Second, recognize that it is nearly impossible to do by yourself. If someone has done it by their own sheer will power, we haven’t met him. Getting unstuck begins with the confession that we can’t do it alone. That should produce a huge sigh of relief. Isn’t step one in Alcoholic’s Anonymous to acknowledge that by yourself you are powerless?

Within both of our faith traditions lies the notion that all journeys of transformation begin with the recognition that we human beings are “poor in spirit.” In other words, we can’t help or save ourselves. We need help.

Third, ask for help. Those resources can come from a lot of places. We both like to think that it begins by looking upward. But there is also a horizontal component to it. We need each other. We have walked alongside people for long stretches until they could finally walk on their own. Oftentimes, that’s what it takes.

Getting unstuck means, at the very least, confessing to someone that we are stuck and we need his or her help. This could be a friend, a family member, a trusted co-worker, a doctor, a therapist, a clergyperson, etc.
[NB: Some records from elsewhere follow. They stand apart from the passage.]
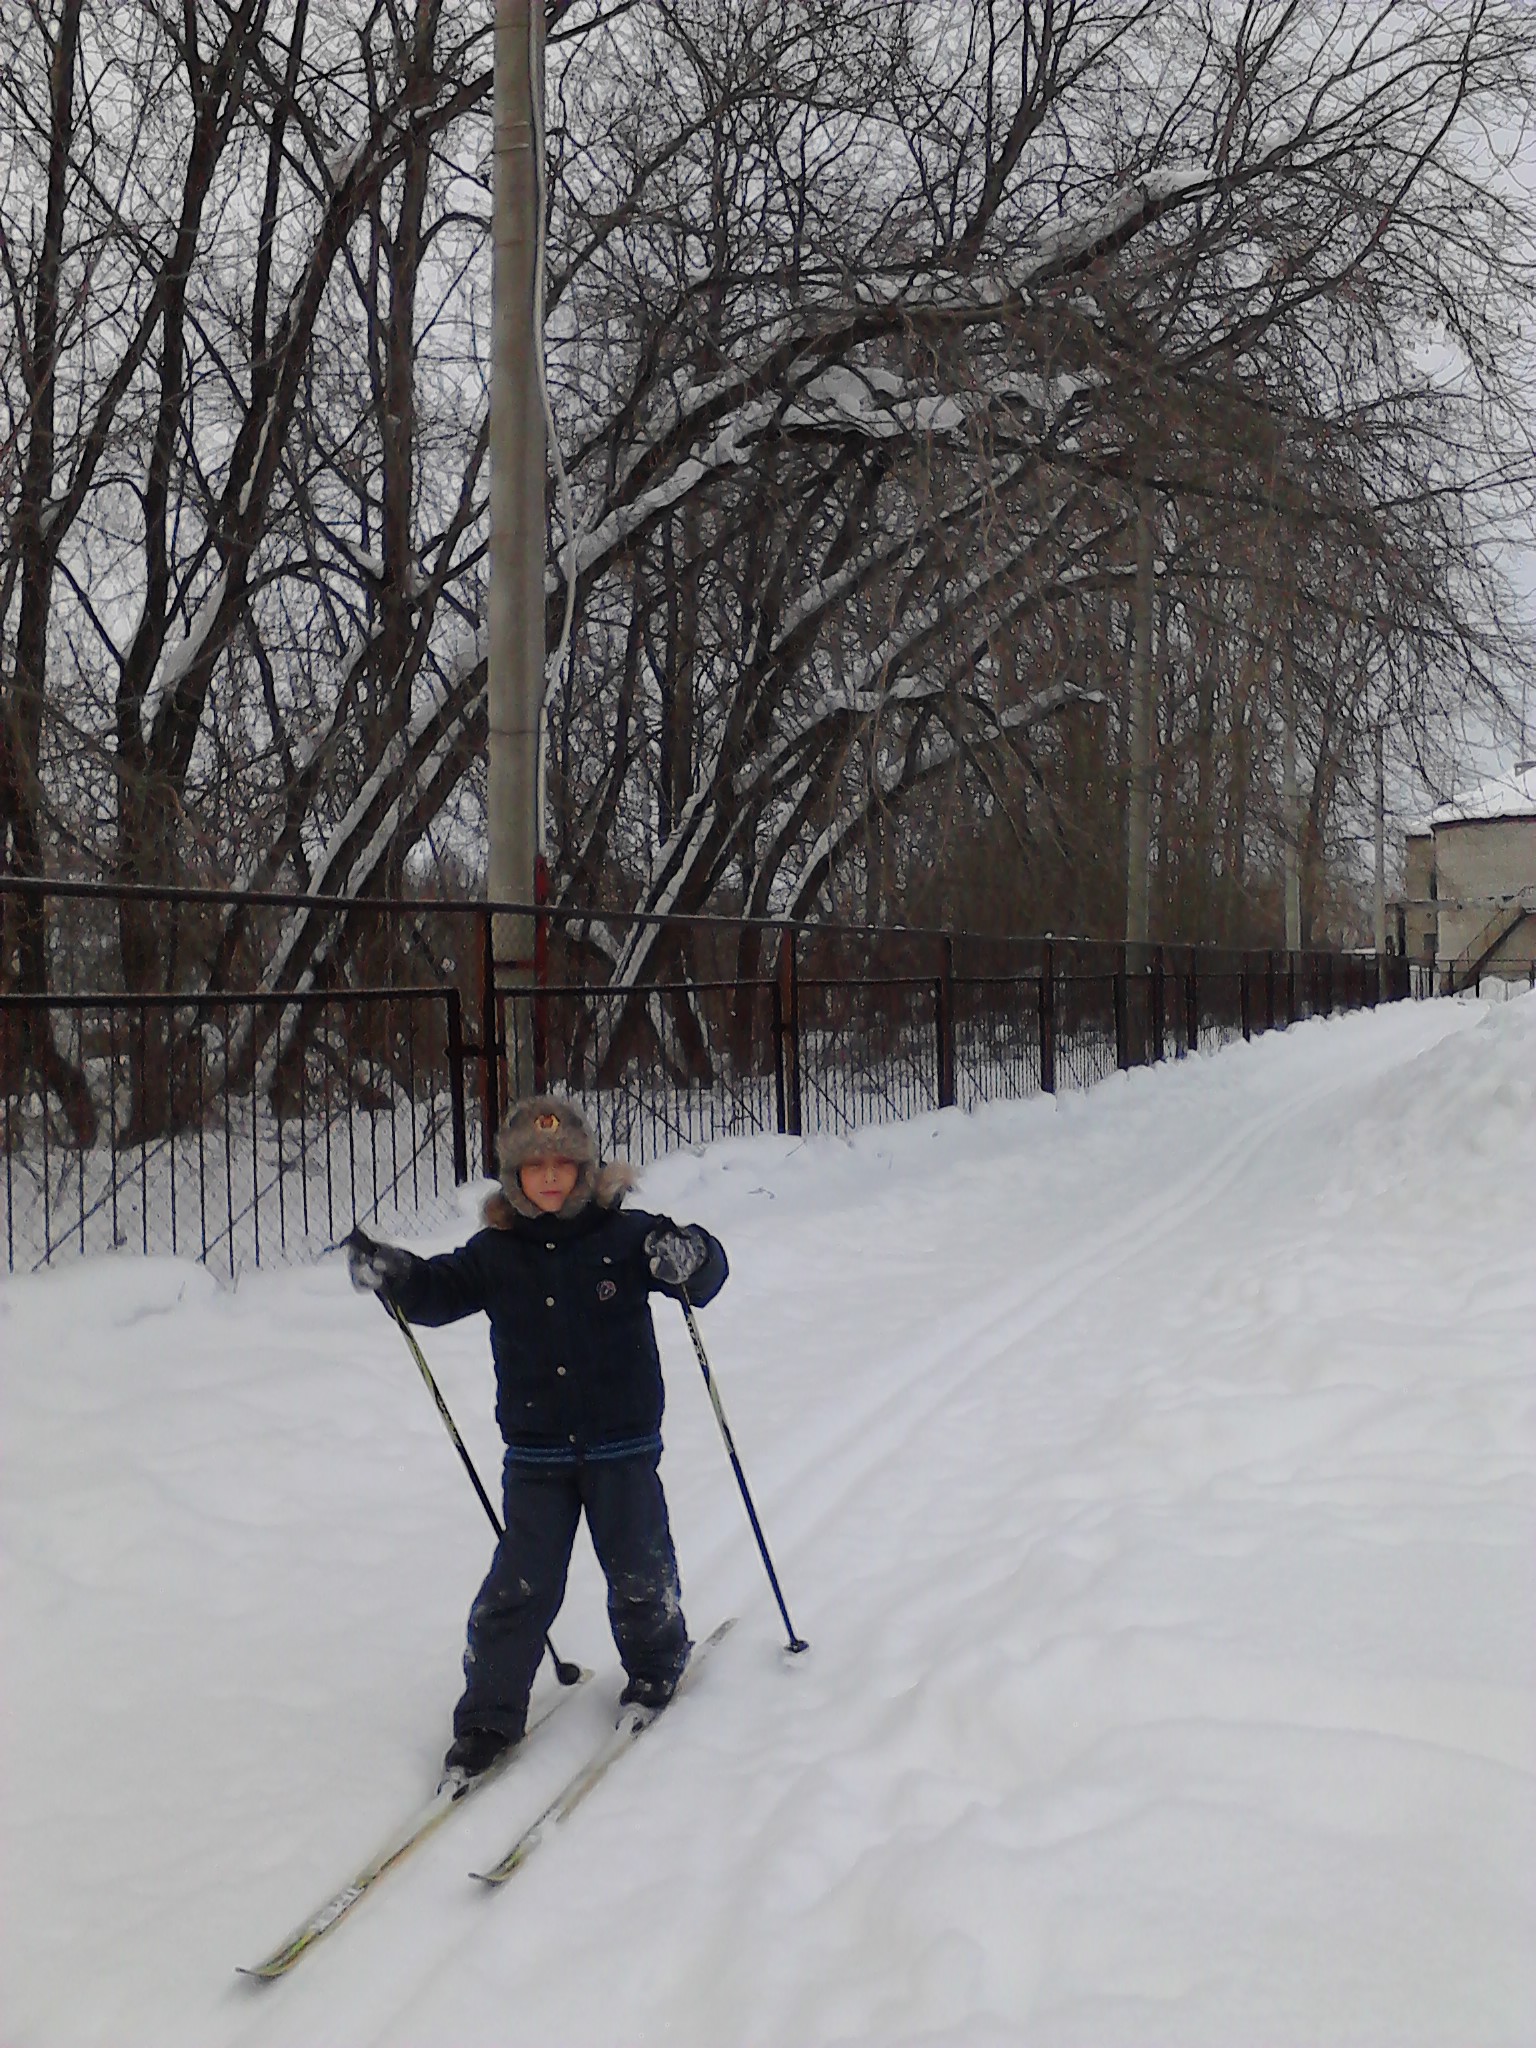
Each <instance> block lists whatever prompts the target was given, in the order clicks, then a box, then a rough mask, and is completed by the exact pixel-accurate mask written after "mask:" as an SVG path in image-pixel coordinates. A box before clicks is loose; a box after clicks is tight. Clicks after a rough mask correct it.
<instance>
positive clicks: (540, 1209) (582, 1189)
mask: <svg viewBox="0 0 1536 2048" xmlns="http://www.w3.org/2000/svg"><path fill="white" fill-rule="evenodd" d="M508 1178H510V1182H512V1186H508ZM637 1180H639V1176H637V1174H635V1169H633V1167H631V1165H627V1163H625V1161H623V1159H612V1161H610V1163H608V1165H600V1167H592V1165H588V1167H582V1171H580V1176H578V1180H575V1186H573V1188H571V1192H569V1194H567V1198H565V1206H563V1208H559V1210H557V1212H555V1217H557V1221H559V1223H567V1221H569V1219H571V1217H580V1214H582V1210H584V1208H588V1206H590V1204H596V1206H598V1208H618V1206H621V1204H623V1200H625V1196H627V1194H631V1190H633V1188H635V1186H637ZM479 1214H481V1221H483V1223H485V1227H487V1229H492V1231H512V1229H516V1225H518V1217H522V1221H524V1223H537V1221H543V1217H545V1212H543V1208H539V1206H537V1204H535V1202H530V1200H528V1196H526V1194H524V1192H522V1184H520V1182H518V1176H516V1174H512V1176H502V1186H500V1188H496V1192H494V1194H487V1196H485V1200H483V1204H481V1210H479Z"/></svg>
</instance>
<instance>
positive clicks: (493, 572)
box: [485, 0, 545, 1094]
mask: <svg viewBox="0 0 1536 2048" xmlns="http://www.w3.org/2000/svg"><path fill="white" fill-rule="evenodd" d="M543 35H545V16H543V6H541V4H539V0H535V4H530V0H496V166H494V186H492V223H494V225H492V252H494V258H492V586H489V616H487V633H485V641H487V645H485V674H487V682H485V690H487V725H489V750H487V793H489V850H487V852H489V858H487V879H485V887H487V895H489V897H492V901H516V903H532V899H535V870H537V858H539V840H541V834H539V723H541V717H543V700H545V403H543V383H541V367H543V365H541V358H539V350H543V346H545V338H543V334H541V332H539V322H537V307H539V299H541V295H539V207H541V203H543V199H541V186H543V166H541V164H539V162H537V158H535V150H537V147H539V145H541V135H543V123H541V121H535V92H543V78H545V66H543ZM492 942H494V950H496V965H498V971H500V973H498V981H500V985H502V987H518V985H528V983H532V918H498V920H496V930H494V934H492ZM518 1008H522V1006H518ZM518 1024H520V1028H518V1030H516V1034H514V1036H516V1053H514V1055H510V1057H512V1069H514V1071H512V1073H510V1081H512V1085H514V1090H516V1092H518V1094H522V1092H526V1090H528V1087H530V1085H532V1065H530V1047H528V1030H526V1018H518Z"/></svg>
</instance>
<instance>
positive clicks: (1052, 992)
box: [1040, 938, 1057, 1096]
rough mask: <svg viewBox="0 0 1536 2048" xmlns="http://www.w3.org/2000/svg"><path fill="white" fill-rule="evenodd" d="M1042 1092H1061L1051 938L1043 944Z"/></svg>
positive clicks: (1042, 975) (1041, 1020) (1040, 1091)
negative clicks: (1059, 1074)
mask: <svg viewBox="0 0 1536 2048" xmlns="http://www.w3.org/2000/svg"><path fill="white" fill-rule="evenodd" d="M1040 1092H1042V1094H1044V1096H1055V1092H1057V952H1055V946H1053V944H1051V940H1049V938H1047V942H1044V944H1042V946H1040Z"/></svg>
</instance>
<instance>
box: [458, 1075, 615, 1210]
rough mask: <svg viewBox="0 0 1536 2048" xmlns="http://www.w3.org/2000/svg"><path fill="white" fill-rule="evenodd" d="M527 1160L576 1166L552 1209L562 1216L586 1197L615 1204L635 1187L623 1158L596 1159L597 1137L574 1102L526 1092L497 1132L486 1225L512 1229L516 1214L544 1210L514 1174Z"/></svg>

It must be someone who is committed to helping you and keeping you accountable.

Fourth, don’t allow fear to rule in your heart. Keep in mind an exciting visual of where you want to go and share it with those you love. Proceed with the joyful anticipation of wonderful, long-overdue change. Be forewarned: The process of becoming unstuck is very energizing and exciting.

In our field of work, we like to say, “All things are possible, if you only believe!” Go for it!!